DOES THE DATA GO BAD?
No, but data spoilage is a reality due to improper imaging practices. This is why all of our techs are certified and trained to the latest industry standards. While the data itself does not have shelf life, the statute of limitations for bringing suit far exceed the shelf life of a wrecked vehicle, due to either salvage or recycling. Time dictates the availability of this valuable data. Also, given the severity of the event, this data can be automatically deleted after so many engine cycles. Our business model attempts to create the feasibility for the extraction of data and storage for later use. Get the data you can, when you can.
IS THIS A CRASH ANALYSIS?
No, we do not apply the raw crash data to your specific collision. The pre-crash and impact data are easy to understand in tables and simple line graphs for your information and usage as you see fit. We also offer tools to help you understand the data you receive.

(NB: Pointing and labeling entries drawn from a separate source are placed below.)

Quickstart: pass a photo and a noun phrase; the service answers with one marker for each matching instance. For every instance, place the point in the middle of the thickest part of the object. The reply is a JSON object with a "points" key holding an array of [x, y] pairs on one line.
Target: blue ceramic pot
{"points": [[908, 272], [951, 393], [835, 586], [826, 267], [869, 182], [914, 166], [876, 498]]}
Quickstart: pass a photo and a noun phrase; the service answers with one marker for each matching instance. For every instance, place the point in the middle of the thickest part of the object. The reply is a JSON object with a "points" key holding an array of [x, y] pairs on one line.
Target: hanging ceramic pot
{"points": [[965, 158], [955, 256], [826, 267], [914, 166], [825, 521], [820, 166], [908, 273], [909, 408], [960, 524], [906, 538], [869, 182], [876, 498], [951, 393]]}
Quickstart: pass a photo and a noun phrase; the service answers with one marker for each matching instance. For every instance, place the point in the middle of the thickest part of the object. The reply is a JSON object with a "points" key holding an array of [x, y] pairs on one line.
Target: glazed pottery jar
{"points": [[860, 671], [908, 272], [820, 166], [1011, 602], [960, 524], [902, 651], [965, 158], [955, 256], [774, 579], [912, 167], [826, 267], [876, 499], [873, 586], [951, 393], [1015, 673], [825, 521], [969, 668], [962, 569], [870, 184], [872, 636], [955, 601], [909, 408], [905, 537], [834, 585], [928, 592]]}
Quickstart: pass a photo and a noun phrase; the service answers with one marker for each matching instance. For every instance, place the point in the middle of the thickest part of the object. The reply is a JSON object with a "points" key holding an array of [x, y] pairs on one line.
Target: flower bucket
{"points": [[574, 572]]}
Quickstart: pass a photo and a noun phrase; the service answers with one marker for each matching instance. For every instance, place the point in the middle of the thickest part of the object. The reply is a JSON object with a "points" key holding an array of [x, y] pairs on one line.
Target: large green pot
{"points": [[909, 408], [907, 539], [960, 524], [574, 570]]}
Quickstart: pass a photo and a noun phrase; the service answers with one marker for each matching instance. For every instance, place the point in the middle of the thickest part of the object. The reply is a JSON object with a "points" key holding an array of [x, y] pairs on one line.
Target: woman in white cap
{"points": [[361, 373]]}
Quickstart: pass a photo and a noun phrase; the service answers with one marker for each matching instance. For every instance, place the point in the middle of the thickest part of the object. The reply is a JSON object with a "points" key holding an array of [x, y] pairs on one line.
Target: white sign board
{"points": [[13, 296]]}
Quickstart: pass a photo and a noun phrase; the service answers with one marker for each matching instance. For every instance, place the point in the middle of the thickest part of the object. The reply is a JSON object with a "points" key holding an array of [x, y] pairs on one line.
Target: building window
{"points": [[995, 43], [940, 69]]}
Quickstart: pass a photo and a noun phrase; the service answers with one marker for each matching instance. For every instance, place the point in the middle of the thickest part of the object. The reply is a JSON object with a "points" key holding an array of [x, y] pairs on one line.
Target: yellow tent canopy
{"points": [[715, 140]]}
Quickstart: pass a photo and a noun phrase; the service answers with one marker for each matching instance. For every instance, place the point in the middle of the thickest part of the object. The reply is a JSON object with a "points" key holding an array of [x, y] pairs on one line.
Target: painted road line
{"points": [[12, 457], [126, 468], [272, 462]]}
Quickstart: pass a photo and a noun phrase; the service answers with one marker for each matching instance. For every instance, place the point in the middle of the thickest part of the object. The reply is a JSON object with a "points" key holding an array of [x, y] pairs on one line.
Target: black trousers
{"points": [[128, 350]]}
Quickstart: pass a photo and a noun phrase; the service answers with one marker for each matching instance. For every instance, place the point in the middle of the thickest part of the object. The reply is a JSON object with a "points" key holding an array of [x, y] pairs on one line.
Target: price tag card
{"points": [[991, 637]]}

WHAT CAN THIS DATA DO FOR ME?
More complete preliminary reviews, increase credibility of witnesses and support denial of negligence. With the relatively low cost of our services, in conjunction with a collision report and photos, we can give you a more complete preliminary review of the evidence available. This raw crash data could provide the credibility you need for your witness. In some cases, the data might completely support your denial of negligence. Additionally, in some situations it is not cost efficient to hire an expert. Our services are a cost efficient means to an end.
IS THE DATA RELIABLE?
Check and Balance of Your Experts! Although this data is typically extremely reliable, the reality is that this data is electronic and unfortunately electronic devices fail long before the physics related to an auto accident. The reconstruction of an auto accident should be based on the physical evidence and the use of electronic data to further verify these findings. The electronic data should not be used as a crutch in which to build the reconstruction of an auto collision around. Additionally, events maybe recorded that do not pertain to this accident or may negatively affect your interests in this accident. Having this data at hand is to your advantage due to your control over the assimilation of this information.
WHAT IF WE HAVE THE BLACK BOX ALREADY IN OUR POSSESSION?
Mail it in! Most manufactures have designated the Airbag Control Module (ACM) to store the data we are trying to extract. When an airbag deploys and the vehicle is due to be repaired the ACM is a serviceable part and is required to be replaced. If requested the ACM can be obtained from the shop at the time of the repairs and mailed in for us to image the data.